Ils ne sont pas très connus du grand public. Pourtant, sans leur travail en coulisses, l’année culturelle québécoise aurait été bien différente. Métro vous présente jusqu’à jeudi une série d’entrevues avec des artistes qui ont marqué 2019. Aujourd’hui, le compositeur, musicien, arrangeur et réalisateur Philippe Brault.

Comment qualifieriez-vous votre année 2019?

Euh, mon Dieu… Occupée, éparpillée… (Rires) Intense! Surtout le début de l’année.

Votre moment fort de l’année?

J’ai eu beaucoup de plaisir à travailler au spectacle Axel, du Cirque du Soleil. C’est la première fois qu’on m’offrait quelque chose que je n’avais jamais fait. C’était prenant et intéressant. C’est un beau highlight, je dirais.

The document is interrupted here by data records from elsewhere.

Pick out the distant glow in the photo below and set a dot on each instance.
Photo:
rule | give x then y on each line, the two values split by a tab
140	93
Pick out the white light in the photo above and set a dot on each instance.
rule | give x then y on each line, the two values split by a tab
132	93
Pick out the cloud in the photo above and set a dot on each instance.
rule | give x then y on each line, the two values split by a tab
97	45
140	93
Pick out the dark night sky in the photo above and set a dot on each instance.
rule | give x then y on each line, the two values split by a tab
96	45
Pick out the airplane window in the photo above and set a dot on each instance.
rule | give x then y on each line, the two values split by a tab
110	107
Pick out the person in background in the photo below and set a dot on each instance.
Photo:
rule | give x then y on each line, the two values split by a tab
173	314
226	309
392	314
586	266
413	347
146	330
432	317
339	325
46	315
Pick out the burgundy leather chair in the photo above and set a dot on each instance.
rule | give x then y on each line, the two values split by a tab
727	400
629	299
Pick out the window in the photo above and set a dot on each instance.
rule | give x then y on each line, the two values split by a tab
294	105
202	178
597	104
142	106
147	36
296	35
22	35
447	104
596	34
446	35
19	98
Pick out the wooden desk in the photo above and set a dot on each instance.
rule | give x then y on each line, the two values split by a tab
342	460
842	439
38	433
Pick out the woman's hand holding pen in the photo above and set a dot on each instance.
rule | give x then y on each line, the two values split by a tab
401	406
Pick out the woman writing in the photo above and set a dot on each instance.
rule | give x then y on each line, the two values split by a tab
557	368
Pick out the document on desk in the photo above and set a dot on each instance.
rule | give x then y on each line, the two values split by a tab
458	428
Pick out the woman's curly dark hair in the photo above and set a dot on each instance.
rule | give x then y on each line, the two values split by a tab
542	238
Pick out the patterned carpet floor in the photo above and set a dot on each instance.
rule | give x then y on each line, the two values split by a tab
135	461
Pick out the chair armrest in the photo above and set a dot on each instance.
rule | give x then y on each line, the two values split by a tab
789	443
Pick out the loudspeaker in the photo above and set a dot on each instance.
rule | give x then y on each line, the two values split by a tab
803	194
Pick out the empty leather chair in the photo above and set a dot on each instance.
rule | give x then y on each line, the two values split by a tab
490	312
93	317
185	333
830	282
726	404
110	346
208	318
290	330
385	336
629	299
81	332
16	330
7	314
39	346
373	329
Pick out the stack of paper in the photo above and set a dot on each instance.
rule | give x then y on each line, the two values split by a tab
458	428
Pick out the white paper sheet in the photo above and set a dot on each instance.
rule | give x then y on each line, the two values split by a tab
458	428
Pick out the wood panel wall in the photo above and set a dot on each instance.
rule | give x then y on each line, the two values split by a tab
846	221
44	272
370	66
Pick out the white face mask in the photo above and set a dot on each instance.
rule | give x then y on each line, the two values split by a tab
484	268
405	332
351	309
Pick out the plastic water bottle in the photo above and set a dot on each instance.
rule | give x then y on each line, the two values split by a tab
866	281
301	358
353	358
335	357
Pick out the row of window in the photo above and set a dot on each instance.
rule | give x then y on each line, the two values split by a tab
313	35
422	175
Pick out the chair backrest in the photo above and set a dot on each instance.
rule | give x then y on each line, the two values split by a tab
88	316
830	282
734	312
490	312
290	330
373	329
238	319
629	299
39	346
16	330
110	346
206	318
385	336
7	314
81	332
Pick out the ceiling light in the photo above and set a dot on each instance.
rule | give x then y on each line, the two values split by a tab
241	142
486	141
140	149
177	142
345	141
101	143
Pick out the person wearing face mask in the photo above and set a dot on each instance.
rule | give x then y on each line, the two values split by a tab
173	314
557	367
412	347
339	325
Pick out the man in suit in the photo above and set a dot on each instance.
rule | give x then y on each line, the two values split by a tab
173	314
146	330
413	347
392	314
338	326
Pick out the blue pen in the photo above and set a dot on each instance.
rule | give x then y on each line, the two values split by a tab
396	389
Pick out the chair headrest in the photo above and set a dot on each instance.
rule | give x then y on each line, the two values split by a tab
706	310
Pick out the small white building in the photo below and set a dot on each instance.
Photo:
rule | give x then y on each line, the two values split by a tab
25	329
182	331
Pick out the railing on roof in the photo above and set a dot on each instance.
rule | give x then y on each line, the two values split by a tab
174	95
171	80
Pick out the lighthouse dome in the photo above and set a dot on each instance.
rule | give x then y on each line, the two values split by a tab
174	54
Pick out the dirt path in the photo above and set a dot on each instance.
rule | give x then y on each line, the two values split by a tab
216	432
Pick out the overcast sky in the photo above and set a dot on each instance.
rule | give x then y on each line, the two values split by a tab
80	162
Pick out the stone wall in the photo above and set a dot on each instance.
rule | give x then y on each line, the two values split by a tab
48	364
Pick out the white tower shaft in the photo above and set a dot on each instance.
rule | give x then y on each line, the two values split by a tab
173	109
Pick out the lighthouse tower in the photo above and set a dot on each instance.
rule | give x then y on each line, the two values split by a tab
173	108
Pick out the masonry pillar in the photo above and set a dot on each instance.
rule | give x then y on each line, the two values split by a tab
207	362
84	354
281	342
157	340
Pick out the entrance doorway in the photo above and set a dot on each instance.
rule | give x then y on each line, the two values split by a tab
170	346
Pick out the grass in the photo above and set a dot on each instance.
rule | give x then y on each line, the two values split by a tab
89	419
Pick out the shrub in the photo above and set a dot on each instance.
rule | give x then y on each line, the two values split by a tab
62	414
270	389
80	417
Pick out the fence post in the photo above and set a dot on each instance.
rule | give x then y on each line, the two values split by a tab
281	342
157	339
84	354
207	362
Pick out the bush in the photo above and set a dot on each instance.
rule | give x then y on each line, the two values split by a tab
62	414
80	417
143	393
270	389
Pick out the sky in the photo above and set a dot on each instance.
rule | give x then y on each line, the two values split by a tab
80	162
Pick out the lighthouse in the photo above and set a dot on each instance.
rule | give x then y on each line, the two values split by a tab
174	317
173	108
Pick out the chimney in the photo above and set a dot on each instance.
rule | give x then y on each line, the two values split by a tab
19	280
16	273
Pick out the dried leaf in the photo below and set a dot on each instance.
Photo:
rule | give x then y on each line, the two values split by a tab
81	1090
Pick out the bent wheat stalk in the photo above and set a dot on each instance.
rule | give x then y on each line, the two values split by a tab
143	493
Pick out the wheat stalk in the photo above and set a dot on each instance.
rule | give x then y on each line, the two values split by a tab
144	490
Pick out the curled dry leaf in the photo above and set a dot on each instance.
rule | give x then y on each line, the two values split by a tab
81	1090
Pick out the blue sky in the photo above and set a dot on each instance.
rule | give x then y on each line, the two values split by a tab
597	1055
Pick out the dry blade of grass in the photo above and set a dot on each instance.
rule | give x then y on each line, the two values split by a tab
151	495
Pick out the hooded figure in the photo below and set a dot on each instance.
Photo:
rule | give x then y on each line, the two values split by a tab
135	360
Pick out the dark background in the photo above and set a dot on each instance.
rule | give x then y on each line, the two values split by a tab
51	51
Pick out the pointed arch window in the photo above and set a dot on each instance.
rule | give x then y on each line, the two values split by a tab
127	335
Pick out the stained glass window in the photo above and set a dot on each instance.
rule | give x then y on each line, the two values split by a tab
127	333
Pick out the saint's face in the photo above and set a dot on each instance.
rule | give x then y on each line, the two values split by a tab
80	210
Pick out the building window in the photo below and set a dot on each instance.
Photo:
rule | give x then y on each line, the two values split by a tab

Qu’est-ce qui vous a particulièrement plu dans ce projet?

Dans la vie, je fais toutes sortes d’affaires: des disques, du théâtre, du cinéma, de la danse, tant comme réalisateur que comme compositeur. Quand j’ai été approché pour ce projet, on me demandait de faire tout ça en même temps. C’était autant adapter des chansons connues, écrire de nouvelles chansons, composer une trame sonore plus traditionnelle de show live... C’est rare que je puisse faire un peu de tout dans un seul et même projet. C’est beaucoup pour ça qu’ils sont venus me chercher et c’est ce qui m’a intéressé. 

En musique, vous avez collaboré à plusieurs albums parus cette année, dont Pour déjouer l’ennui de Pierre Lapointe, Feu de Laurence Nerbonne, Objets perdus d’Evelyne Brochu et L’origine de mes espèces de Michel Rivard. Comment vous adaptez-vous à leurs styles très différents les uns des autres?

En effet, Michel Rivard, c’est différent de Laurence Nerbonne! (Rires) Peu importe l’artiste, ce qui m’intéresse est de les aider à arriver à la meilleure version d’eux-mêmes. Le style est un défi parce qu’il faut être familiarisé avec les techniques de production de chaque genre et avoir une culture musicale large, mais il faut surtout être curieux de ce que l’autre a envie de faire.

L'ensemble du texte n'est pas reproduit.